Tuesday, February 1, 2011

It's Not Easy Being Green

As I mentioned earlier, I am an amateur photographer (with emphasis on amateur) and it brings a new dimension to baseball cards for me. Sometimes I find myself looking at the pictures and wonder what the photographer was trying to do. Sometimes I find myself looking at the pictures and what what the photographer was thinking. Case in point:

My first thought was that this was a printing problem. However, when I searched on this card on Ebay, it seems they all suffer from the same muted, green tint. So, I have to wonder if it was a problem with the photography. What follows is my best guess as to what happened. I may be right or I may be way off base. YMMV.

My first thought (because I am always overthinking things) was that the white balance was wrong. White balance is the process of removing unrealistic color casts in the photograph. It is accomplished by making sure white photographs as white regardless of the ambient light conditions. For example, if your camera is set for daylight, any picture taken under flourescent light will have a yellow cast. If you camera is set for flourescent, pictures taken in sunlight will have a blue cast. In digital camera, white balance is a simple setting. Before digital, it meant matching the film to the lighting. So, I opened it up in Photoshop Camera Raw and played around with the temperature adjustment. No dice.

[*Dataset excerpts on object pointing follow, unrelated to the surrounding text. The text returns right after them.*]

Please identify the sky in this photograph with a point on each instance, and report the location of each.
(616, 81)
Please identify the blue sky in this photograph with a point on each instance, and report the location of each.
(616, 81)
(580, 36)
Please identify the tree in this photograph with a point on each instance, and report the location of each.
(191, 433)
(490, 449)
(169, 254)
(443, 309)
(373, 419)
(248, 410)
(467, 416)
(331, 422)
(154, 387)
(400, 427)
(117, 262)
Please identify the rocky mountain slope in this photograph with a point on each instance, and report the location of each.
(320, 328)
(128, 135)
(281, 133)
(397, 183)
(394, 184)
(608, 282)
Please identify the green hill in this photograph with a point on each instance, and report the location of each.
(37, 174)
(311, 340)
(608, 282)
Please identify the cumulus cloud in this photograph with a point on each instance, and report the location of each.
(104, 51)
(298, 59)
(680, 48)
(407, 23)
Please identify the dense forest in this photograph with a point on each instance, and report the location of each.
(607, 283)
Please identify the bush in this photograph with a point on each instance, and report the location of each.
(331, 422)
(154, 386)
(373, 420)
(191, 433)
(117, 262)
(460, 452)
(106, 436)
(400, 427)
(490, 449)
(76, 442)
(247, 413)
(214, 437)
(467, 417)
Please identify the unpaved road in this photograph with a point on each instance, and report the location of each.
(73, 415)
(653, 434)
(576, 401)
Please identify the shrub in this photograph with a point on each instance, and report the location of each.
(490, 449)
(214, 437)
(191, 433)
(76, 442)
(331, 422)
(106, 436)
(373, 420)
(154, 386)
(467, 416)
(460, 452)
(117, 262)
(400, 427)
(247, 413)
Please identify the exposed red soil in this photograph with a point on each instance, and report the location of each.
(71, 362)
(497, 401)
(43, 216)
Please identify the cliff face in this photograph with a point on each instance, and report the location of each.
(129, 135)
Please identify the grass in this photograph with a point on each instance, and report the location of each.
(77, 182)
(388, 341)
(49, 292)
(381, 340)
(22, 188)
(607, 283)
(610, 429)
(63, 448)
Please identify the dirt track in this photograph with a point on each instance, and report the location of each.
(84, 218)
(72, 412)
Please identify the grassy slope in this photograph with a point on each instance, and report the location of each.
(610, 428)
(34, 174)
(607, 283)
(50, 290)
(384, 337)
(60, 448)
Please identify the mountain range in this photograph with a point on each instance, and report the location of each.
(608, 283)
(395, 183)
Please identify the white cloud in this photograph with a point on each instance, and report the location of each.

To make a long story not nearly so long, I played around with a number of different settings, still without much luck. Sitting back and looking at it again, it struck me that his pants were pretty much blown out and there was a lack of detail on the stands in the background. So, I finally did what I should have done from the beginning: I made exposure adjustments. The result:

Still not perfect, but looking better. In the end, my guess is that the photographer just screwed up and took an over-exposed shot.